By invoking a Truth & Reconciliation Act, Musk is making two deeply concerning implications: one, that Twitter is a State in-and-of-itself, and that two, things like "banning Donald Trump" and "making a bad call about a completely pointless smear piece featuring Hunter Biden's dick pics," are equivalent to genocide.

Is it trolling? Sure, with Musk, you neverquite know. Except, as my friend Parker Molloy recently reported with startling clarity, you do know exactly what Musk is saying and doing here. Because his political beliefs — an outgrowth of his upbringing, no matter how much he tries to deny the source of his family wealth and power — have always been abundantly clear. He's a pseudo-"libertarian" in the sense that he's a Republican who likes weed and hierarchical systems that place him at the top, and dislikes anyone on the lower rungs of that hierarchy trying to tell him what to do.

On one hand, there is certainly value in the new CEO for a large social media that has been mired in controversy to try and take some steps to appease a wide range people in order to rebuild trust in that platform. That's a logical goal! But in the context of Musk's history of political systems, I do believe his comparison to a Truth and Reconciliation Commission was absolutely sincere.

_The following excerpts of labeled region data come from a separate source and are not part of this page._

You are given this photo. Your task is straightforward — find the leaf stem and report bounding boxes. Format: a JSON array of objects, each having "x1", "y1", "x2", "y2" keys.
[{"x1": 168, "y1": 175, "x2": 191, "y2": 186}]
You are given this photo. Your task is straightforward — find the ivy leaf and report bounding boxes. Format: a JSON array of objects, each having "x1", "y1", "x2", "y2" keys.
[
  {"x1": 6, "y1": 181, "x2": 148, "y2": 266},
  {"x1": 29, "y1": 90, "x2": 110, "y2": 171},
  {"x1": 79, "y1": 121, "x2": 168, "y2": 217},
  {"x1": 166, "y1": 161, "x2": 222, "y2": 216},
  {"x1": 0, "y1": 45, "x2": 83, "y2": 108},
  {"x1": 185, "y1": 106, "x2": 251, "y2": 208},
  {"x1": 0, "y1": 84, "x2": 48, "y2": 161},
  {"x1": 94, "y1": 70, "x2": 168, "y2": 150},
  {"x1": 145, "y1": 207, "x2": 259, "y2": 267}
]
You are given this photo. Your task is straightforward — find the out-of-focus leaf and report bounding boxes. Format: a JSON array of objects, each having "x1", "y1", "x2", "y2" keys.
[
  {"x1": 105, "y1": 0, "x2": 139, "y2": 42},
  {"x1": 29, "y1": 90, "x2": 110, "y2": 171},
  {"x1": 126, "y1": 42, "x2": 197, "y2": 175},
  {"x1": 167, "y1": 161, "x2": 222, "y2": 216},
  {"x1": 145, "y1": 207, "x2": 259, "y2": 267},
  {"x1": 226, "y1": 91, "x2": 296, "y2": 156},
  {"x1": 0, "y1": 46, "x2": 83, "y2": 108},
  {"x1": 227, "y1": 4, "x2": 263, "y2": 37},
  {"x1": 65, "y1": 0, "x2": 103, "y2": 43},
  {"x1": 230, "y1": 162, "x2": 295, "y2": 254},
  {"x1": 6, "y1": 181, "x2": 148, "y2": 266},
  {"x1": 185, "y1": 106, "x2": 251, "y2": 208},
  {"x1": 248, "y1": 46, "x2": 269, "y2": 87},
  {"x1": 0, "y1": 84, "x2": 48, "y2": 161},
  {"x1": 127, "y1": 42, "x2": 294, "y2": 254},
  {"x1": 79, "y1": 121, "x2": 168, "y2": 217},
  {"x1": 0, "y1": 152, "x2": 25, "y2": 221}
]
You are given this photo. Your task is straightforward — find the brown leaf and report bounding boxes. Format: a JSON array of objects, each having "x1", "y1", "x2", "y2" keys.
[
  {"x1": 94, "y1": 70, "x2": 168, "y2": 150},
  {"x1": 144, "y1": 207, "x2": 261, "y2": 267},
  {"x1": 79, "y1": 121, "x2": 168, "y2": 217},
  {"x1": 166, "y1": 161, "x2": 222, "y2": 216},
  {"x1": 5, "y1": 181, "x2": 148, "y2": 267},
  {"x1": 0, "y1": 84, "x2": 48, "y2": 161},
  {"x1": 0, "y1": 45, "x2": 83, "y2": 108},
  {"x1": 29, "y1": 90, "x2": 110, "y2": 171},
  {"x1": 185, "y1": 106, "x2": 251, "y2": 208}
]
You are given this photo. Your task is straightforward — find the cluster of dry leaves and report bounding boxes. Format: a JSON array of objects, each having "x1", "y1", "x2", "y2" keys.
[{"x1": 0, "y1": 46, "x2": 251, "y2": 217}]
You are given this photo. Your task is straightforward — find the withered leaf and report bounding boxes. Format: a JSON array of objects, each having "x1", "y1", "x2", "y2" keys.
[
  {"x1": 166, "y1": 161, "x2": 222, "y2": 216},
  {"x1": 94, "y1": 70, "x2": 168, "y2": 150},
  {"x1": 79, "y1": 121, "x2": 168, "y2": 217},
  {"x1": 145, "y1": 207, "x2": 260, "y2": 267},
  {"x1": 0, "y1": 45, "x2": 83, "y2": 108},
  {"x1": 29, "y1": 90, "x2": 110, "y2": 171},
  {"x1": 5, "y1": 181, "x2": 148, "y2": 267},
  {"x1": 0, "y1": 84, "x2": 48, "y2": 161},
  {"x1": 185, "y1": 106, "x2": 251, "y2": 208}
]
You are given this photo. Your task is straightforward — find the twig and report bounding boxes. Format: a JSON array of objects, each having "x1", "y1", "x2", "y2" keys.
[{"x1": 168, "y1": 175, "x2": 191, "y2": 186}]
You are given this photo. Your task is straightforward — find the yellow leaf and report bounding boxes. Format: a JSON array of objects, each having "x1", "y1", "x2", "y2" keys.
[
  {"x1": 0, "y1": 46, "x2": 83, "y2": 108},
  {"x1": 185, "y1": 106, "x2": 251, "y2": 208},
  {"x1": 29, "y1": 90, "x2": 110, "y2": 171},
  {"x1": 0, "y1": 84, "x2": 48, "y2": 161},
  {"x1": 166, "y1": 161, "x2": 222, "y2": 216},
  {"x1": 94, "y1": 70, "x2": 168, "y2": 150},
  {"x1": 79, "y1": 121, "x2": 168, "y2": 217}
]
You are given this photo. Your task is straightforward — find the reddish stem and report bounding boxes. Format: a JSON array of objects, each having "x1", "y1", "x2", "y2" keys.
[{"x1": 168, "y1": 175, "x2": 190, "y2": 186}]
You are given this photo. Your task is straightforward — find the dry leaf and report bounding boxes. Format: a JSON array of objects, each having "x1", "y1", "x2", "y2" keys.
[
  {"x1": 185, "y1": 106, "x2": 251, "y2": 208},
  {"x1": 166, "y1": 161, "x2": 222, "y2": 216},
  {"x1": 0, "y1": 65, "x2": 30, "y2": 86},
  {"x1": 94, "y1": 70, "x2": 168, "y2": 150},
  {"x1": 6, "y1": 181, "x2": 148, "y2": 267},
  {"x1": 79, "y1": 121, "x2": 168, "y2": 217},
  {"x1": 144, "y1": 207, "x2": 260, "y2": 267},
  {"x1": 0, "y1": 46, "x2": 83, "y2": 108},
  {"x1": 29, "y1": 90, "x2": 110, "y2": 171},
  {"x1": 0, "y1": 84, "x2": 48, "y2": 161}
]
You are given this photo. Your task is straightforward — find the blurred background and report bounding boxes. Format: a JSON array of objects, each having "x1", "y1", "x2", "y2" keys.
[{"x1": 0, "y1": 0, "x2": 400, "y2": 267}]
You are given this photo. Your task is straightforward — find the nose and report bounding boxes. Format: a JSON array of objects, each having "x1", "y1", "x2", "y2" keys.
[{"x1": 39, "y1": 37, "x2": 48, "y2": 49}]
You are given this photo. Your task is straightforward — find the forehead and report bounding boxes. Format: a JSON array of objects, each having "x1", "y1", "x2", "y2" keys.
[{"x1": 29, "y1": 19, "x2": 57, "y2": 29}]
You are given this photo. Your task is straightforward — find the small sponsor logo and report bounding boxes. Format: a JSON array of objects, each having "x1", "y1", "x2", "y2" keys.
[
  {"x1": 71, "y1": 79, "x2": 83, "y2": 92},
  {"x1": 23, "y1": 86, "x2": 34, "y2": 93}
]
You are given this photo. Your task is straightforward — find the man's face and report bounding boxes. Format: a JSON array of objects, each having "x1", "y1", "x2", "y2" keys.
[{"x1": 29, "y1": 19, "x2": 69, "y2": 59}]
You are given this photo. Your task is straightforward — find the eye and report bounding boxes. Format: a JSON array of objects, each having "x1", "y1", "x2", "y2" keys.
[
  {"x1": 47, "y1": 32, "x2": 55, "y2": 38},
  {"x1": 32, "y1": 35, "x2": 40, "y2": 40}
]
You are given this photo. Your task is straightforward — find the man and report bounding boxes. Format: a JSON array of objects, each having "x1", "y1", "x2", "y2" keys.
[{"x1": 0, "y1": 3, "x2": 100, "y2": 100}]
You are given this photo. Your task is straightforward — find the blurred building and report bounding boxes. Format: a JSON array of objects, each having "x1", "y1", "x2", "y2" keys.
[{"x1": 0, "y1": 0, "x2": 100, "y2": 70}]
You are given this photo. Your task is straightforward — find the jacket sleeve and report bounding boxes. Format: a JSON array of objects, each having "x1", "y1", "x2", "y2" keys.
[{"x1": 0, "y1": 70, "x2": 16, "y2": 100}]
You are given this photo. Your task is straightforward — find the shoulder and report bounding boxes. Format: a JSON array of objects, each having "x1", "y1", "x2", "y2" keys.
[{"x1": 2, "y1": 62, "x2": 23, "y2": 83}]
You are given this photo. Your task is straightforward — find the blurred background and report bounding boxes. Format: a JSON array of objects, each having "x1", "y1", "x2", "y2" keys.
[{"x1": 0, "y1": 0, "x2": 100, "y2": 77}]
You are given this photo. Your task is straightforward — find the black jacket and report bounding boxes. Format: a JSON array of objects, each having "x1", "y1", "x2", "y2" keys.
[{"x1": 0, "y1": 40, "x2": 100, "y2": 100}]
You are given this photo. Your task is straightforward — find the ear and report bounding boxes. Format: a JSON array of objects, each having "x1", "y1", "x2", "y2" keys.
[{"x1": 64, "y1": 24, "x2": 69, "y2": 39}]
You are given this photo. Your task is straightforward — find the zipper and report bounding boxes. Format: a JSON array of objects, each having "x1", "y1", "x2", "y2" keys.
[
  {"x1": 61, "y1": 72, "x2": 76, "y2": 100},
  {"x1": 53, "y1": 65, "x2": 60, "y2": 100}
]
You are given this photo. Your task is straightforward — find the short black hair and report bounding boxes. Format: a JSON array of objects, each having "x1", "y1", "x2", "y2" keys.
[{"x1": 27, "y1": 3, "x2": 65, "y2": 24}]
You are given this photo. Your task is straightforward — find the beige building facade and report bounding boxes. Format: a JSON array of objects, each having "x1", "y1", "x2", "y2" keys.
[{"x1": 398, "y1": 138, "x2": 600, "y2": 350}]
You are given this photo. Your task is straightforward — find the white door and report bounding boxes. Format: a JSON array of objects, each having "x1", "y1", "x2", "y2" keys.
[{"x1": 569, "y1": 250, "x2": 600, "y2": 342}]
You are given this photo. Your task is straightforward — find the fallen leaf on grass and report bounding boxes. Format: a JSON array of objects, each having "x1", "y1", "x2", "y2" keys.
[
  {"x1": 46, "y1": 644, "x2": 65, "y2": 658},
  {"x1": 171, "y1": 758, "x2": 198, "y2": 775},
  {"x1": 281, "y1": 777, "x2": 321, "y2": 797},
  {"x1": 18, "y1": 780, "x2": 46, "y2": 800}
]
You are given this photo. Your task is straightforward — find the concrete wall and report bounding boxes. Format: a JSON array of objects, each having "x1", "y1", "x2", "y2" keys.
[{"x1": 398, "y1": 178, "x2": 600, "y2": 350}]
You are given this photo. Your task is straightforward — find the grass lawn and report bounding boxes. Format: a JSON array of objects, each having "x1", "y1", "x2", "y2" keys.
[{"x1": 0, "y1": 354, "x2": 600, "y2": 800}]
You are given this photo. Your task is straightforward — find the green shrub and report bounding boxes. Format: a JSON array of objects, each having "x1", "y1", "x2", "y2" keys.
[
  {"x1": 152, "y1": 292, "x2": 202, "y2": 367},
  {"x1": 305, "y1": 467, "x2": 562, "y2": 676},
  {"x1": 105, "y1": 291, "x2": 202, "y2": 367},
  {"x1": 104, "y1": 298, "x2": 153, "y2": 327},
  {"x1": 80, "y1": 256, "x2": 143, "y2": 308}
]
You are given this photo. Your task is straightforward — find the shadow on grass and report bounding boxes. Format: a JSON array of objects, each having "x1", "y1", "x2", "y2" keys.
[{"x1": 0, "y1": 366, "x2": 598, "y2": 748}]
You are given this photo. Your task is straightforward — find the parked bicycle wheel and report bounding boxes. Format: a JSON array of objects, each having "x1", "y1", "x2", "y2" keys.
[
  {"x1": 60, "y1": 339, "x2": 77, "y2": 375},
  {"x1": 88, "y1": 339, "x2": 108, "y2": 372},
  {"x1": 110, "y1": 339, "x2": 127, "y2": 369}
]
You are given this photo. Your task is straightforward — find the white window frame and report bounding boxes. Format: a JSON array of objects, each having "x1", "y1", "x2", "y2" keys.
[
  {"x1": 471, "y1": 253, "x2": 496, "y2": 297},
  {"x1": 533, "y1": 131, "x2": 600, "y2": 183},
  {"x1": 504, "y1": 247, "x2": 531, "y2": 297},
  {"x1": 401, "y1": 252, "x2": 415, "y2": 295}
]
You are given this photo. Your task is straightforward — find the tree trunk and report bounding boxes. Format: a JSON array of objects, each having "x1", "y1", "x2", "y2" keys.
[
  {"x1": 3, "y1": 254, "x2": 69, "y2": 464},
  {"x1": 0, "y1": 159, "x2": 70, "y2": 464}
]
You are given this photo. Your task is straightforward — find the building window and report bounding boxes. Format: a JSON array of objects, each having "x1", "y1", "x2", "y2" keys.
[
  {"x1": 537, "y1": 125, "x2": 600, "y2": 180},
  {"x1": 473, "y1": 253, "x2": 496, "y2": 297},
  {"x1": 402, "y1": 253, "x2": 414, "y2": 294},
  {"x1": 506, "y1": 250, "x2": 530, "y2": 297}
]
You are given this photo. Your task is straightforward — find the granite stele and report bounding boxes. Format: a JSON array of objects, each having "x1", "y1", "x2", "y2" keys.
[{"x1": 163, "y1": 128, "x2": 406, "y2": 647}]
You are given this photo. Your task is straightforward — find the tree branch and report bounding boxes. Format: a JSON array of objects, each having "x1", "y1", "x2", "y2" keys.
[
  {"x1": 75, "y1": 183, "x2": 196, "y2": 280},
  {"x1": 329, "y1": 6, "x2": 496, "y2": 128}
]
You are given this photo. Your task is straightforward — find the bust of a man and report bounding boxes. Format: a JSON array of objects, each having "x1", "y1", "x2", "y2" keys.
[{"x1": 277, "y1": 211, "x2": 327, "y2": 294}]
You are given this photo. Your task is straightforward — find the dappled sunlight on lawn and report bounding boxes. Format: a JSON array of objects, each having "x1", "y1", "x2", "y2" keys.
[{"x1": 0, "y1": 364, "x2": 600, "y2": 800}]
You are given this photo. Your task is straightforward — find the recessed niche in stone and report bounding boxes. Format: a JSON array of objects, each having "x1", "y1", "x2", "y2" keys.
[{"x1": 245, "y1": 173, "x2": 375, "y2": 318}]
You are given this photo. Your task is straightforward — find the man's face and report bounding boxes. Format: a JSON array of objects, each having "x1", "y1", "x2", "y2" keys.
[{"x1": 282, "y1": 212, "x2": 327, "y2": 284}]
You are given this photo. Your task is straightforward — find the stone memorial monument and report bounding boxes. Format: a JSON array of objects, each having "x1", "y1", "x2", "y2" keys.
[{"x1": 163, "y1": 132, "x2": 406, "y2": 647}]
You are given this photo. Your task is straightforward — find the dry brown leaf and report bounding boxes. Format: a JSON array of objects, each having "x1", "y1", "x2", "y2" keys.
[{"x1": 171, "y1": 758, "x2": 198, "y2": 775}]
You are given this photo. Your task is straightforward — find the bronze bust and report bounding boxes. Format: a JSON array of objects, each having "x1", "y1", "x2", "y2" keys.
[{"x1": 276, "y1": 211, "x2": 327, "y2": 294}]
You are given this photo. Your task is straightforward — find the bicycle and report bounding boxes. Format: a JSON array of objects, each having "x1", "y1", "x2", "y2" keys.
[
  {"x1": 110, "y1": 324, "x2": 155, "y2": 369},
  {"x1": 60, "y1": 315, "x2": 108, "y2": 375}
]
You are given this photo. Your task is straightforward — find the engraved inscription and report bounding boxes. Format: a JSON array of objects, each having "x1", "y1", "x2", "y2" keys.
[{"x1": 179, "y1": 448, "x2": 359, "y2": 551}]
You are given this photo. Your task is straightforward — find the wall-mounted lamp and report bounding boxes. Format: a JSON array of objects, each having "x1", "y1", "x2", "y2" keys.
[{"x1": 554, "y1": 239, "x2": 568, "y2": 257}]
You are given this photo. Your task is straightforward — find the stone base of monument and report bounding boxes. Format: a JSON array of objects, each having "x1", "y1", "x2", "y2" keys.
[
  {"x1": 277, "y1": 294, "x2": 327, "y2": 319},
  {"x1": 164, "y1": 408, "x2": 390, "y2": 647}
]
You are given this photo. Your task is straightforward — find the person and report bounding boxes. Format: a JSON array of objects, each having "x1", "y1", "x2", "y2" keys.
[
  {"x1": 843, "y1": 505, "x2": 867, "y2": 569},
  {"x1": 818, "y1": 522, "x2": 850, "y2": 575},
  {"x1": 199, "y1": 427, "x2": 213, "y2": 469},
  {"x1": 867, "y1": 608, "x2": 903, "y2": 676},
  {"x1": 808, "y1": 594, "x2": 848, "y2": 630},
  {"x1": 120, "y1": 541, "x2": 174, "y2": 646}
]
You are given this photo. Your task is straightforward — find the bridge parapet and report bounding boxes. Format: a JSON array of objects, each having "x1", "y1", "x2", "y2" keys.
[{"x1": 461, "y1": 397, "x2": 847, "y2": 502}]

What's less clear was Weiss's motivation in including that detail (and the paragraph that followed it) in her Twitter Files Introductory Piece. Later in the same article, Weiss goes on to say that her reporting shows "evidence of Musk's claim that, at Old Twitter, 'they were pressing the thumb hard in favor of the left. On the left, you could get away with death threats. On the right, you could get suspended for retweeting a Trump rally.'" Which is patently untrue, according to her own reporting thus far. But, to be fair, she does acknowledge in the article that:

Much more seriously, Musk has business interests in China. Could he wind up suppressing information negative to China to please the CCP? Old Twitter was moderated by the morals and mores of one group. Now it is moderated by the morals and mores of one man. 

If I took anything away from my week at Twitter, it's about power. It's about how a handful of unelected people at a handful of private companies can influence public discourse profoundly.

They can do it because of how good the tools they made are—and how little the public understands them. They can influence the outcome of elections. And they do.

I will never not be amazed at how many wealthy, privileged idiots have had an absolute meltdown because they misinterpreted blue verification checkmarks as a covetable status symbol.